My beautiful son has progressed more than we could ever imagine, over the last 3 years especially, he’s grown from a toddler to a proper little boy. Chatty, friendly, polite and full of life.
For most people they often remark with the best intentions “you’d never know he was any different”, “he doesn’t seem different to me”, “he does so well”. I know these comments come from a good place, and we don’t ever take offence.
We are all different, all have our own quirks and ways we do things.
We don’t ever let the fact that Charlie is autistic be a big deal, stop him doing things, use as an ‘excuse’ (harsh as that sounds it could easily be used as such), it doesn’t define him, and doesn’t limit his success.
He reaches his potential and goes beyond our expectations so often – house captain, school council, performing on stage in front of 500 people, snorkelling in the sea, walking up to the bar and ordering himself a drink (and thanking them in Greek :0), I could go on and on!)
This doesn’t just ‘happen’.
He didn’t wake up one day and decide his anxietys are gone away.
He works really hard to achieve what he does.
Quite often we have to go through a phase of what we call ‘Getting stuck‘.
Being autistic often means a delay in processing.
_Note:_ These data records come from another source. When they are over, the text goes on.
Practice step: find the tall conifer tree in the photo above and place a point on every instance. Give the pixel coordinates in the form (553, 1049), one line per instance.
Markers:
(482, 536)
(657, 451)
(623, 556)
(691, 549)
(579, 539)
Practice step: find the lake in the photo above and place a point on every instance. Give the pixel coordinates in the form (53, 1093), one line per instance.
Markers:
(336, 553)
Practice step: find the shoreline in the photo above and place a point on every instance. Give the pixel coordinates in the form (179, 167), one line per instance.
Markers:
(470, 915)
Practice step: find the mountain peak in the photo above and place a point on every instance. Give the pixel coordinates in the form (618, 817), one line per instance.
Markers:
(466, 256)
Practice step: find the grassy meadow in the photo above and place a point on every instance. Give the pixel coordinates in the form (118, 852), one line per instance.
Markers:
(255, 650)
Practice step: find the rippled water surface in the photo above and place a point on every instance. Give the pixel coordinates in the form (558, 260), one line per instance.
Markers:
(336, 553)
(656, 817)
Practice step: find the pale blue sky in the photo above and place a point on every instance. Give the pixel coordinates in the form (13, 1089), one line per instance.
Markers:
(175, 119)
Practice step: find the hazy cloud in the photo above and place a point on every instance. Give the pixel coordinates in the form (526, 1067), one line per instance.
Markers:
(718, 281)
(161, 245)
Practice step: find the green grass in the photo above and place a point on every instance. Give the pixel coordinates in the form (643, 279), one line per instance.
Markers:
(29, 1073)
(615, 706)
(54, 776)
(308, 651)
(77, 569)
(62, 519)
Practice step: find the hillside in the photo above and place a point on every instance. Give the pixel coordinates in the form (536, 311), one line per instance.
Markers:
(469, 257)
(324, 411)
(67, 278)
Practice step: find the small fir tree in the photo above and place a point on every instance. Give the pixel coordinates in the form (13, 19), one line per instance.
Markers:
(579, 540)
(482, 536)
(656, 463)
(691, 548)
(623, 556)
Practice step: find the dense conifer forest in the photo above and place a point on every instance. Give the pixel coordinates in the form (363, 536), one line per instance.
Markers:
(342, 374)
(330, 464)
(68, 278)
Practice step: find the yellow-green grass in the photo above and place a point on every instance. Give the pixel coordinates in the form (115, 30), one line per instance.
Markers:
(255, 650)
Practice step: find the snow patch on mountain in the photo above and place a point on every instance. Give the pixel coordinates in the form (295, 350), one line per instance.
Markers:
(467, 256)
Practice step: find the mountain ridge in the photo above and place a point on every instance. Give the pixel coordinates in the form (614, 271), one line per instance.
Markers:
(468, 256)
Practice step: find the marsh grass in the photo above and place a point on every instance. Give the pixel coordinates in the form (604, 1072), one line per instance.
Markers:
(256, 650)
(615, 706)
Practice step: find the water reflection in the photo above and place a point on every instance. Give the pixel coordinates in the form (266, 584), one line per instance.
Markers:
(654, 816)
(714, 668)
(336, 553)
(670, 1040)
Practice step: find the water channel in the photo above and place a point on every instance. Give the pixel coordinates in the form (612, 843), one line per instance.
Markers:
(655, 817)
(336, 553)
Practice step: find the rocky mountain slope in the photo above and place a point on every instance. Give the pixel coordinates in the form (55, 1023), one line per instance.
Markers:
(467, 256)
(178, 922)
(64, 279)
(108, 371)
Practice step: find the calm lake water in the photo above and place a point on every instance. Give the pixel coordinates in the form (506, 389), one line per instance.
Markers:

Something that happens this morning that bothers Charlie may not be apparent until lunchtime, dinnertime even.
Getting stuck is his way of processing, having a little time out, being in his own bubble. He might be playing with a toy for ages, staring into space looking like his just daydreaming, watching something on the iPad.
Of course sometimes he can find it hard to get unstuck. He gets stuck on something and can’t seem to find a way to ‘snap out of it’.
He is starting to chat this through with us now and understands why he does it, and that he needs a bit of time out – don’t we all at times eh?
These sticky situations are helping him progress, to grow, and develop.
Even in this photo, Charlie was stuck on playing with the stones, sat there for ages and ages. It’s like he has an inbuilt mechanism to deal with his feelings and stresses. Afterwards you can physically see a weight is lifted. Maybe we could all learn and thing or two?! I know I certainly do.